A farmer who covered a safety ramp with wood chippings has been fined after a cyclist was left with horrific injuries when he couldn’t spot it.
Martin Kearney, who runs Lundie Farm in Angus, laid an irrigation pipe and covered it with a bright blue ramp.
But when motorists complained that the gradient was too steep, the farmer covered it in wood chippings and stones, effectively camouflaging it.
Cyclist Scott Crowe failed to see the ramp as he approached and was thrown off his bike, suffering a punctured lung and shattered collarbone.
Kearney, 32, was fined £950 at Forfar Sheriff Court.
Depute fiscal Isma Mukhtar told the court: "He required surgery and intensive rehabilitation as a result.
"He was thrown from his bicycle and landed heavily on his left shoulder.
"He got to his feet eventually and called his wife who summoned an ambulance.”
According to the BBC: “Ms Mukhtar said that police contacted Angus Council's roads supervisor, who told them he had not been informed about the work being carried out.
“The supervisor told police that if he had come across the obstruction he would have had the road closed immediately so it could be removed.”

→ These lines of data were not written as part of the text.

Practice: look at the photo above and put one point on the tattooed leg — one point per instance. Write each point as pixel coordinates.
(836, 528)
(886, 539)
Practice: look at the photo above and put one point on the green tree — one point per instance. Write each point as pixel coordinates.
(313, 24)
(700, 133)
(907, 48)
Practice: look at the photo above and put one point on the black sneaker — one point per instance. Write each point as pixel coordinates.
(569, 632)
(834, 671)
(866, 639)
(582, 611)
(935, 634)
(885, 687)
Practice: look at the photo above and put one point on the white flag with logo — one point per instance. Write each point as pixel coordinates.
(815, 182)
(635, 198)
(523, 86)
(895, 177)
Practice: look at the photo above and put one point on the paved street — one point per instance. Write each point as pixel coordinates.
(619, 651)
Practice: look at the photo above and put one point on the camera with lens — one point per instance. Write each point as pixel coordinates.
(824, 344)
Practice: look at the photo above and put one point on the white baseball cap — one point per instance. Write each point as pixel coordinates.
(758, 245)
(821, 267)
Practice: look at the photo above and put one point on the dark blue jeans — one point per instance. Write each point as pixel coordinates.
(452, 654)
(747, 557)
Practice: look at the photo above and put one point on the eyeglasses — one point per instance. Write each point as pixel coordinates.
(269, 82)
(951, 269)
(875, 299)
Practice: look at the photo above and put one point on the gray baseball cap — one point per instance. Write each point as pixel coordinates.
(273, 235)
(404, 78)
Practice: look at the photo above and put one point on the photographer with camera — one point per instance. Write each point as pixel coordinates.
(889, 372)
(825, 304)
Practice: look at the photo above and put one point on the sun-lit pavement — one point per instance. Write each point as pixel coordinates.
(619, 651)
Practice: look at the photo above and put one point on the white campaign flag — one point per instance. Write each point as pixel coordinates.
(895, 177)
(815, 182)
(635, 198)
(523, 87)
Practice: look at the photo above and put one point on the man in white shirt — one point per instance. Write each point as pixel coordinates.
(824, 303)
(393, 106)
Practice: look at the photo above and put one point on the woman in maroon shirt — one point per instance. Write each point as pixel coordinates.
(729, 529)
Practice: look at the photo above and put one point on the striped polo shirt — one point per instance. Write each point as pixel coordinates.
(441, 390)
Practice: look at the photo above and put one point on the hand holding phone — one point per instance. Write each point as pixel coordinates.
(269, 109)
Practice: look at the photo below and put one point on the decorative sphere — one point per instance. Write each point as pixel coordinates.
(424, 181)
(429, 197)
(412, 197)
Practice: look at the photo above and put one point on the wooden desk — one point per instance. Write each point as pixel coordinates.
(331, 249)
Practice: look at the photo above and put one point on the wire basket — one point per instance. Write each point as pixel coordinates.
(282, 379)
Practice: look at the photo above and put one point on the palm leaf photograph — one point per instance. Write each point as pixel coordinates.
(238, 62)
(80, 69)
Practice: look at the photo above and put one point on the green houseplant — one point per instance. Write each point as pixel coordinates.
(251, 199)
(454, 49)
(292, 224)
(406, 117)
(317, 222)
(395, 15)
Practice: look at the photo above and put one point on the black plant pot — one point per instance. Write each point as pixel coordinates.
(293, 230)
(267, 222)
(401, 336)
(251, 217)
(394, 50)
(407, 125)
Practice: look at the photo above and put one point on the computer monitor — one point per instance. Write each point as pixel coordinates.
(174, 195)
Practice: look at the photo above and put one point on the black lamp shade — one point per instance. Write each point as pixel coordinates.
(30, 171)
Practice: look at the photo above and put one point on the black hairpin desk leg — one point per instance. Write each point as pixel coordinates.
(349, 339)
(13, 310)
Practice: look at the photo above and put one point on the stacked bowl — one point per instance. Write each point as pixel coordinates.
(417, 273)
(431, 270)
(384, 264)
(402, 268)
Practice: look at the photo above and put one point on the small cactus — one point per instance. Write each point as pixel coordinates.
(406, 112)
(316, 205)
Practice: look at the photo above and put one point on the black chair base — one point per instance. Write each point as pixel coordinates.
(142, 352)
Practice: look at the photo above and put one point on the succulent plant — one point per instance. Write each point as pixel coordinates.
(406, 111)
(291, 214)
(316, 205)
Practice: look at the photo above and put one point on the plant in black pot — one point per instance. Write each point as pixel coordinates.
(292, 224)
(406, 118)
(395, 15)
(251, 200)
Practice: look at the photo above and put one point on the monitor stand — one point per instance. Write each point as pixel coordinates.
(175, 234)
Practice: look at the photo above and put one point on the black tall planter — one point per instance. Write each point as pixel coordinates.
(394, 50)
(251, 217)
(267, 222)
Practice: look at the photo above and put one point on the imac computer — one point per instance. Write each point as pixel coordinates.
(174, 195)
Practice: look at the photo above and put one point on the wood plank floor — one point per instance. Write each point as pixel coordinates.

Defence solicitor David Cairns said: "He had instructed a contractor to lay this pipe on two previous occasions but had had complaints about the gradient of the ramp put over it causing damage to cars those times.
"On this occasion he took it upon himself to place hard road planings over the ramp.
"He did that to decrease the gradient on the ramp and received no further complaints from motorists, but it appears to have disguised the ramp from the cyclist.
"There was certainly no malicious intent."
Sheriff Pino di Emidio told Kearney: "This is an offence that perhaps doesn't often come before the court.
"This incident caused significant injury to the cyclist."